При этом все мои пассажиры и на этот раз не угадали, куда я поверну. Первое и самое очевидное, что приходило в голову, – это то, что я поверну направо. Там, через несколько километров, можно было свернуть к прямому выезду на Шоссе, которое, как известно, мимо Космодрома вело к столице. Оттуда же, со стрелки Шоссе, как раз начиналась и дорога на Выселки. Было настолько очевидно, что удобнее всего рвануть именно туда… И поэтому я свернул в противоположную сторону – для того чтобы предположить, что именно на стрелке Шоссе в первую очередь выставят полицейский кордон, вовсе не нужен был учебник специальной тактики, который Сержант подарил мне пару лет назад.
– К порту? – теперь не выдержал Ута-старший.
Я и в этот раз не ответил. Я целиком был занят тем, что пытался почувствовать машину. Я её видел много раз, но ни разу на ней не ездил. А сейчас важно было именно чувствовать её – в таком состоянии, в каком она мне досталась, и с той загрузкой, которую сейчас несла. Надо сказать, что на твёрдом покрытии профессорский микроавтобус почувствовал себя куда лучше. Управляемость была нормальная. Реагируя на выжатую педаль газа, он довольно резво разогнался – даже ветер засвистел в неплотно прикрытых окнах. Ощущая рост скорости в темноте, Имет невольно втянула голову в плечи.
– Ты так и будешь ехать с выключенными фарами? – подавленно спросила она меня.

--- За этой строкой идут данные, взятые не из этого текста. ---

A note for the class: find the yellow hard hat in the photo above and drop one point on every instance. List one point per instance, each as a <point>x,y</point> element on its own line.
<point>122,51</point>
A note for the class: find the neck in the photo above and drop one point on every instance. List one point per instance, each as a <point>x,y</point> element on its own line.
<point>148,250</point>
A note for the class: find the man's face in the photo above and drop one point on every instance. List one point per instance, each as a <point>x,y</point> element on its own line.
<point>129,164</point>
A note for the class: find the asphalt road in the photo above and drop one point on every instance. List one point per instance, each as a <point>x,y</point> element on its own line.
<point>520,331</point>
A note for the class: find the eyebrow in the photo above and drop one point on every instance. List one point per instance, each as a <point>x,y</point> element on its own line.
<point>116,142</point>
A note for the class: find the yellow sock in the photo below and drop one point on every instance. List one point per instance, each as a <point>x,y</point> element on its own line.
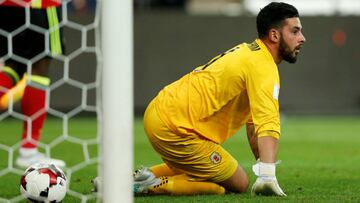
<point>163,170</point>
<point>16,93</point>
<point>180,185</point>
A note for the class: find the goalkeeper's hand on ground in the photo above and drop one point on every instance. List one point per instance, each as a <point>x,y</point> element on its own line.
<point>266,183</point>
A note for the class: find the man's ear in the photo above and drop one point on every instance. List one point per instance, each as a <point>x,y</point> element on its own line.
<point>274,35</point>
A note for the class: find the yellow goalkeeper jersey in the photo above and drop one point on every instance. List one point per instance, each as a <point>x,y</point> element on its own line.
<point>238,86</point>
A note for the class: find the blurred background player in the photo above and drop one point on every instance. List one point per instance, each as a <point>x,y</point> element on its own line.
<point>15,82</point>
<point>189,119</point>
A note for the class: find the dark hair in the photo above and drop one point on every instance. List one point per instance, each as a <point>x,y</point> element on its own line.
<point>272,16</point>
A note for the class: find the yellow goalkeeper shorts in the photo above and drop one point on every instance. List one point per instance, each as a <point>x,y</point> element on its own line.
<point>199,158</point>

Вместо ответа я резко нажал на тормоз. И не то чтобы мне тормоза требовалось проверить – просто уже пора было сворачивать. Всех бросило вперёд, а Имет даже взвизгнула. В самом конце торможения я вывернул руль, и микроавтобус пошёл юзом, скользя по влажной дороге левым боком вперёд. Где-то тут должна была быть едва заметная прогалина в кустах, её и днём-то разглядеть непросто. Но даром я, что ли, вырос в этом районе?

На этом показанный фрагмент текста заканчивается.